The new measures could reduce sea lice by around 30 percent, Aspaker told a news conference.

“The capacity increase will take effect from 2015,” she said.

The government simultaneously abandoned a proposal from a group of experts that would have allowed fish farmers to calculate their quotas (MTB) on a rolling average basis, which could have resulted in an even larger capacity increase.

The long-term average output growth from Norwegian fish farms has been about 10 percent per year.

Several fish farmers, including top producers like Marine Harvest and Cermaq, had criticized the original proposal, arguing the problems with sea lice should get top priority.

“We are very satisfied that the minister is now moving away from the previous proposal of a rolling average MTB,” Cermaq Chief Executive Jon Hindar told Reuters, adding that the proposal announced Monday is “consistent with the company’s view that the industry needs to keep growing in a sustainable manner”.

“At first glance, this is very positive,” Hindar said.

But the new plan may limit output growth by even more than the government has proposed, as the environmental goals will be tough to meet, analyst Kolbjoern Giskeoedegaard at Nordea Markets said.

“The conditions are so strict that only companies operating in Troms and Finmark can meet them, said Giskeoedegaard, pointing out that sea lice is a less prevalent phenomenon in Norway’s two northernmost counties.

These areas represent about 15-20 percent of the total salmon production in Norway, and several of the fish farmers located there have chosen not to use all of the capacity they have today.

“My assumption is that this will only give a production growth of between 15.000 to 20.000 tonnes next year, which is a very moderate growth”, said Giskeoedegaard.

Fish farmers must pay a 1.5 million Norwegian crown ($244,300) fee for each of their 1,000 existing licenses to be allowed to increase output.

The government will not launch any new rounds to award additional licenses until 2017 at the earliest, Aspaker said.
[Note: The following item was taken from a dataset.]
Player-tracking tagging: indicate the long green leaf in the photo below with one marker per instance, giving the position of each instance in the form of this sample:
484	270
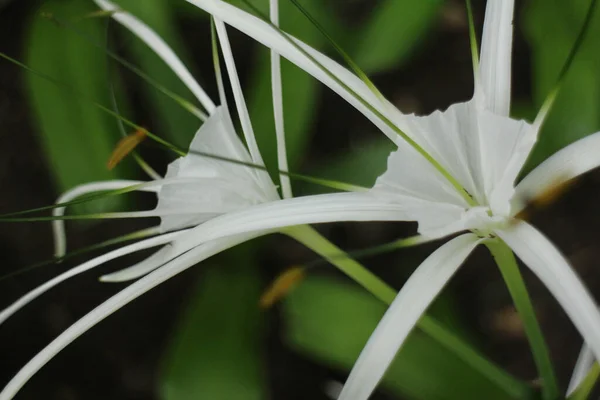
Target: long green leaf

Norway is the world’s biggest salmon farmer with around half of the global output and its top producers include Marine Harvest, Salmar, Cermaq, Leroey, Grieg Seafood and Norway Royal Salmon.

The fish farming shares easily outperformed the overall Norwegian stock market, with Marine Harvest up by 1.6 percent and Leroey Seafood the top gainer, up 3.8 percent, by 0940 GMT (5.40 a.m. EDT). The Oslo benchmark index was meanwhile up by 0.3 percent.